Microsoft faces second class-action spyware lawsuit
Seattle Times technology reporter
A second class-action lawsuit filed in less than a week against Microsoft alleges that a central pillar of the company's anti-piracy effort — installed automatically on millions of computers — amounts to spyware.
But the attorney behind the first suit, filed on behalf of a Los Angeles man, said the company addressed many of his concerns in a software update it issued last Tuesday.
The second suit, filed Friday on behalf of a group of Washington businesses and individuals, appears to refer to a test version of Windows Genuine Advantage (WGA), a Microsoft program that is designed to check whether a user is running a legitimate copy of the company's operating system software.

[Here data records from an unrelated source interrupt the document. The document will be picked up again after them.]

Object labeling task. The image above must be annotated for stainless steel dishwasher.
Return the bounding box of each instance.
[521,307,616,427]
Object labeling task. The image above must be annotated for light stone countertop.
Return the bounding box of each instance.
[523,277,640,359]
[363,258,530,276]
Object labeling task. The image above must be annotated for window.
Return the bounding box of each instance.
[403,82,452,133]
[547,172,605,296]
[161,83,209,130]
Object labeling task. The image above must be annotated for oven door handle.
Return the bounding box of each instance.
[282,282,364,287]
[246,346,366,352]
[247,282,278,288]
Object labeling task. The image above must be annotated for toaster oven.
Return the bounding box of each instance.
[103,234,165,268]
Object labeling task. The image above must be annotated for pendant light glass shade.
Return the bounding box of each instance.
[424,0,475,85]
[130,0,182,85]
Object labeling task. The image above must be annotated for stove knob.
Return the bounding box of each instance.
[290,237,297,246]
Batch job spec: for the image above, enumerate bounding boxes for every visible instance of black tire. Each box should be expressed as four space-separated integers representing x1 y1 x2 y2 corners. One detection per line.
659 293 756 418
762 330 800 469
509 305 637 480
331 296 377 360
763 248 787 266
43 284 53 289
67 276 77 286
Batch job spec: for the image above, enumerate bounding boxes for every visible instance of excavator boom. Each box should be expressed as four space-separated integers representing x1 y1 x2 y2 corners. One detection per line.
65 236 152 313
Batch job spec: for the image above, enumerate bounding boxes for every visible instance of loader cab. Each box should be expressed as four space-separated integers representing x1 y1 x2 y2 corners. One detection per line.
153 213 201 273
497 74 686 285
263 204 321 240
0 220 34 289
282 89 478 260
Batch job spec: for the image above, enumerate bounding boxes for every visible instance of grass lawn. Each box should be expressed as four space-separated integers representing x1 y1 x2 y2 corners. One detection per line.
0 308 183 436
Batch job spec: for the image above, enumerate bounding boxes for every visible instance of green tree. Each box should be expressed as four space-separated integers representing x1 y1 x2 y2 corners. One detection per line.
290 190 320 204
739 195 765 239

Before it was updated, WGA "phoned home" to Microsoft servers once a day, delivering information about a user's computer and operating system. This daily communication was not disclosed when WGA was installed and fits the definition of spyware offered by at least two computer security groups, the Washington suit alleges.
It also states that users who elected to receive automatic updates from Microsoft "received WGA without user action, as though it was a critical security update — which it is not."
Microsoft disputes the allegations.
"We're confident that the allegations made in these suits are without merit," said Microsoft spokesman Jim Dessler. "They really do distort the objectives of our anti-piracy program and obscure the real issue here, which is the harm caused by piracy and counterfeiting not only to Microsoft, but to our customers."
The plaintiffs in the Washington suit — two businesses and three individuals who are "owners and users of computers running genuine licensed Microsoft Windows XP software" — are seeking class-action status against the company. The class would include all U.S. computer owners and users who have WGA software installed on their computers, according to the complaint.
Attorneys in the case could not be reached Monday.
Scott Kamber, an attorney representing the Los Angeles plaintiff, said the changes in the latest version of WGA, which include elimination of the daily "phone home" and a clearer licensing agreement, were a vindication.
"Microsoft knew it was wrong and that is why they changed it within 24 hours of us filing our complaint," Kamber said.
Dessler said the updates to WGA had nothing to do with the lawsuits.
"The program really has evolved to take into account customer feedback," Dessler said. It was "carefully developed to address privacy in a manner that is respectful to our customers and is entirely lawful."